Critical Care

After more than a decade of having challenges with several autoimmune diseases and other related struggles I have found that I am less and less inclined to seek medical assistance than I ever was before. I am now at the point where I have told my husband that unless I am on my last breath I will prefer to stay at home and ride it out. Sounds strange to some of you but to others in a similar place as me it will sound perfectly understandable.

After a decade of running back and forth to doctors, taking tests, taking meds, struggling with pain and still having my abilities diminish further and further I have decided that the one thing I can have control of is how often I put myself through the pain and exhaustion of medical intervention.

I simply choose not to!

I have always been silent about this as though I must be doing something wrong by choosing not to constantly throw myself at the feet of the medical profession because people may judge me as being bad for not jumping through endless hoops when nothing the medical profession has provided has been able to restore me to my former health or even stop my body from worsening over the years.

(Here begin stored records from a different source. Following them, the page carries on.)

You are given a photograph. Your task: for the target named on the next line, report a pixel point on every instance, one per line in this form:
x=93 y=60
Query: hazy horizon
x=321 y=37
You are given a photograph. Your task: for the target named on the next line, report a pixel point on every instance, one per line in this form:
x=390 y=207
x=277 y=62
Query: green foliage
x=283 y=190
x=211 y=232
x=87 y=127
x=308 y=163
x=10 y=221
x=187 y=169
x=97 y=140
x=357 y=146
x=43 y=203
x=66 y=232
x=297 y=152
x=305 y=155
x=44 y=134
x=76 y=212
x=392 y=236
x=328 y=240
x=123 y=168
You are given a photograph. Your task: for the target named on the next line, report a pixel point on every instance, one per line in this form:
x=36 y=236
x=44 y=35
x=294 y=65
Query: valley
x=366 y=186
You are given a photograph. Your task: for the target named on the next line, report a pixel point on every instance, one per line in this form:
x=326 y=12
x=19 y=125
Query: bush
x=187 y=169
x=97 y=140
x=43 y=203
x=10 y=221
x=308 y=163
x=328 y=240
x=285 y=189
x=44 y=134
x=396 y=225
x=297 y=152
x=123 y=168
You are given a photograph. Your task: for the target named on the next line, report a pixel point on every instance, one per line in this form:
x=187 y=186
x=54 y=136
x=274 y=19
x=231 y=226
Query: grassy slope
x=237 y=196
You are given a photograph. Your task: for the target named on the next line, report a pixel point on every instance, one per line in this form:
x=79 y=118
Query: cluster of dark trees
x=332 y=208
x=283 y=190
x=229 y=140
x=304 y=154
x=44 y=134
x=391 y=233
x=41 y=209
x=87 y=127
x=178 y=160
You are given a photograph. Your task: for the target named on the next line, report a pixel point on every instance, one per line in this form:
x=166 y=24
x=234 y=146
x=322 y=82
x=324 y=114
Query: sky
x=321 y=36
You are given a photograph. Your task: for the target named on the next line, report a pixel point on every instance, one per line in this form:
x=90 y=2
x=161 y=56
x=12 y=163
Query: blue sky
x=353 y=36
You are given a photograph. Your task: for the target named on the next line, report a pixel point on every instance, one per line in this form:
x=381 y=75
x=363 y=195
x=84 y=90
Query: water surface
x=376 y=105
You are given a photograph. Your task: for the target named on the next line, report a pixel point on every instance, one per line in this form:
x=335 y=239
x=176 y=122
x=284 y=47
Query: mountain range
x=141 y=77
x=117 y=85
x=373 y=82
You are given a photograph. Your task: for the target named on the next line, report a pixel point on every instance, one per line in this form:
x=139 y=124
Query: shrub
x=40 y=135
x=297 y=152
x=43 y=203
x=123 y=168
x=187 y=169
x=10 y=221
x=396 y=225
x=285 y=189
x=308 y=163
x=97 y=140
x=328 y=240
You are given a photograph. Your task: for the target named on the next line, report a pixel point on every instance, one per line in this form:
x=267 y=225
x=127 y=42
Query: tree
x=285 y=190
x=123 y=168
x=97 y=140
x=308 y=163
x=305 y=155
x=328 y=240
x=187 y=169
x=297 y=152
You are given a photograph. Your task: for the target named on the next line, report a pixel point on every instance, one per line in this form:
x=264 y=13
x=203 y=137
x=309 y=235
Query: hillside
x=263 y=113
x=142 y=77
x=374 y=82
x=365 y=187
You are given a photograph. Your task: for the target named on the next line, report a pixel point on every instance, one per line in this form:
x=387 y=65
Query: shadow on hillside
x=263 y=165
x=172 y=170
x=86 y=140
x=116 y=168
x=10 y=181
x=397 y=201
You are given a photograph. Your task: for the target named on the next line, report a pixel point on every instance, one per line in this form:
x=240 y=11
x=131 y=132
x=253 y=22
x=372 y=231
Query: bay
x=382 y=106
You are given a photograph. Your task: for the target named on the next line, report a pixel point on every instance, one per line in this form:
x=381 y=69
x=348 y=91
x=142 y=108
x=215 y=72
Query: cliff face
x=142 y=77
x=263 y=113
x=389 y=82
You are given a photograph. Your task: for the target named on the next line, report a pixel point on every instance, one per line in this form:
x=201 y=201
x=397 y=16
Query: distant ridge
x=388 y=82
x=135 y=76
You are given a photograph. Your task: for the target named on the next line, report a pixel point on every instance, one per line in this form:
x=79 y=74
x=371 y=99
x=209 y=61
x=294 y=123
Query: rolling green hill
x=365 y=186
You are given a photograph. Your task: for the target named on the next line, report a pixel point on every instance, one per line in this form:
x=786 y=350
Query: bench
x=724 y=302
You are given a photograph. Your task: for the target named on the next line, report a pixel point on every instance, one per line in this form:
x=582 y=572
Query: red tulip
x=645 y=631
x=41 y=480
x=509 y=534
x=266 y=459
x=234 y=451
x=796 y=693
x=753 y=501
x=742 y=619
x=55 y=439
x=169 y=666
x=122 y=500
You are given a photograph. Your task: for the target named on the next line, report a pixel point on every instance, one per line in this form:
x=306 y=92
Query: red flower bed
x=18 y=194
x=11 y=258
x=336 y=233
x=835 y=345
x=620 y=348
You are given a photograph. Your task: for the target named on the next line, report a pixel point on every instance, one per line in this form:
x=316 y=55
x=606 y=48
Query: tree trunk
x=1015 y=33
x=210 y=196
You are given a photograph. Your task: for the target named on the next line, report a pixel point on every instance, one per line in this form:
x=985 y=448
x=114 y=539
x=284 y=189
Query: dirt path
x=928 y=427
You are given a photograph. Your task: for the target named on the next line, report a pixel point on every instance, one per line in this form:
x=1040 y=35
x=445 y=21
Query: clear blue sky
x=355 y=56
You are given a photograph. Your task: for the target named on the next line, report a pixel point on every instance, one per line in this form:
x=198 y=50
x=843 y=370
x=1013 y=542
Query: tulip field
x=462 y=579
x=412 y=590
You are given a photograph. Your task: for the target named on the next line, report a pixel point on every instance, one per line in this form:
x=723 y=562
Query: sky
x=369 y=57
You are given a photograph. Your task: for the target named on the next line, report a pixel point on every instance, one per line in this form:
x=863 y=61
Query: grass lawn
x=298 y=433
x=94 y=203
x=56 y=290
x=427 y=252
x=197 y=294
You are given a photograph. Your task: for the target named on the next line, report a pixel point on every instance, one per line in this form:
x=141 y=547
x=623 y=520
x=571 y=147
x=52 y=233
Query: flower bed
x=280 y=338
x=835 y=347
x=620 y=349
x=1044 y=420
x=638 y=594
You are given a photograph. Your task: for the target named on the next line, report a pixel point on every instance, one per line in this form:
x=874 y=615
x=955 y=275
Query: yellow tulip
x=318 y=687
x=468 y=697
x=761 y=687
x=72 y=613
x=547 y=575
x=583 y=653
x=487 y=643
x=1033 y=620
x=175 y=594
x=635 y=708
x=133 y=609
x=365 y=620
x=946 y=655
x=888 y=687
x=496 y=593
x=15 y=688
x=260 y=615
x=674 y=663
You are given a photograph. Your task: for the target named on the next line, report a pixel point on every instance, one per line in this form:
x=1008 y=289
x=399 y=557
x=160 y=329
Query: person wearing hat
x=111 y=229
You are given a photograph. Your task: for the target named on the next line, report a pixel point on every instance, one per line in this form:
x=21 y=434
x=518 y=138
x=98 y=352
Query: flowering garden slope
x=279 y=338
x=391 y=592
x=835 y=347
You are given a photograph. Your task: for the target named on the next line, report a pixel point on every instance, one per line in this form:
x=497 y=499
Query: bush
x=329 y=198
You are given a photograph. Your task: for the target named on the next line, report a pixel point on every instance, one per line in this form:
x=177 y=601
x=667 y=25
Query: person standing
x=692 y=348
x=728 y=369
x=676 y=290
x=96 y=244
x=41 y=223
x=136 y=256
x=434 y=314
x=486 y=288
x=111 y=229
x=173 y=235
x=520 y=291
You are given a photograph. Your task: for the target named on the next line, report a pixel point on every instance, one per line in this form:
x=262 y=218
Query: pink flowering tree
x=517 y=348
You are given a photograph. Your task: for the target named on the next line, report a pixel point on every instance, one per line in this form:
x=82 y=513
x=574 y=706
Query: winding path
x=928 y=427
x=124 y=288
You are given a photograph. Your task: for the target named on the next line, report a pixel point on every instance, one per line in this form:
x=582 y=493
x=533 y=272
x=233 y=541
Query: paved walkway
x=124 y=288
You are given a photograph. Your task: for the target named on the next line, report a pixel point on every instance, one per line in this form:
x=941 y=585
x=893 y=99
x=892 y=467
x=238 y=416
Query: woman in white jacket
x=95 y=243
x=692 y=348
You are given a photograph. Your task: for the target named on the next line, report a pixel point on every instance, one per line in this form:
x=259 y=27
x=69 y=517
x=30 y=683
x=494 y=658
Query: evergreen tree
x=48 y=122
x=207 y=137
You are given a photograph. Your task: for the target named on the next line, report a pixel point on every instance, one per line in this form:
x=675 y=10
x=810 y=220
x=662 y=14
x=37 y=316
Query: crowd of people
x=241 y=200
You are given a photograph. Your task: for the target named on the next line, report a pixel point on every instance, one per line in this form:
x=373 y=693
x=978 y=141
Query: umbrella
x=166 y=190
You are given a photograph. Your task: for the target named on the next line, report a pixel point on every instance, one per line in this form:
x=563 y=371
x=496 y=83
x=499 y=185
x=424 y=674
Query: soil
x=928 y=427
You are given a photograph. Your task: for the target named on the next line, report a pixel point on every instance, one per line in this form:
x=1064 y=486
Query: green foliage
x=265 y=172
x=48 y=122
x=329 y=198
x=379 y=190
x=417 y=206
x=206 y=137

However people like to judge those with chronic health and love blaming them for everything ie. If we go to all the doctors and take all their meds than we are hypochondriacs but if we choose to get off the roundabout then we are bad patients and don’t want to try and get better!

I choose to do what works for me

Today I rarely go to doctors at all and will only go under the most extreme circumstances. That means I spend most of my days struggling, agonizing and pushing myself to cling to whatever quality of life I can have. I am sure that there are many more like me than we like to admit.

As flares occur I have learned to just wait them out on my own, no matter how long they take, even if that means years. I have learned how to administer prednisone bursts for myself and manage my pain as best I can. I take the meds that have proven useful and all the current autoimmune DMADS, and I will occasionally give bloods to the pathology labs to ensure that my meds have not become more toxic and that I am not missing anything obvious. And that is about it…

I have kept in touch with several fellow autoimmune fighters in similar positions who have decided to take the same approach and for very similar reasons. Their secondary progressive MS means that there is no real treatment options available and they must also treat their diseases symptomatically. Therefore they too ride out the ups and downs and they also only go to A&E when things are desperately bad.

Over the years I have encountered so many different challenges including optic neuritis where I lost my vision and yet I waited it out at home. I have suffered through several boughts of colitis and taken antibiotics and prednisone for myself until the symptoms abated. Many other IBD sufferers also keep these drugs on hand with them and must manage symptoms and flares for themselves too.

I regularly lose movement in my limbs, suffered vertigo that sends me crashing to the floor and trigeminal Neuralgia that is like electric shocks through my face and is blindingly painful (to name but a few things). As sufferers we learn that what doesn’t kill us means we learn somehow to cope, alone and at home. Somehow. If we went to hospital every time we were in desperate pain or struggling to move we would be there more than we would ever be at home.

I have learned to manage a lot by myself and my husband has had to be nurse, carer, companion and psychotherapist all in one. These are just a few of the skills we have to learn as sufferers along with many many more.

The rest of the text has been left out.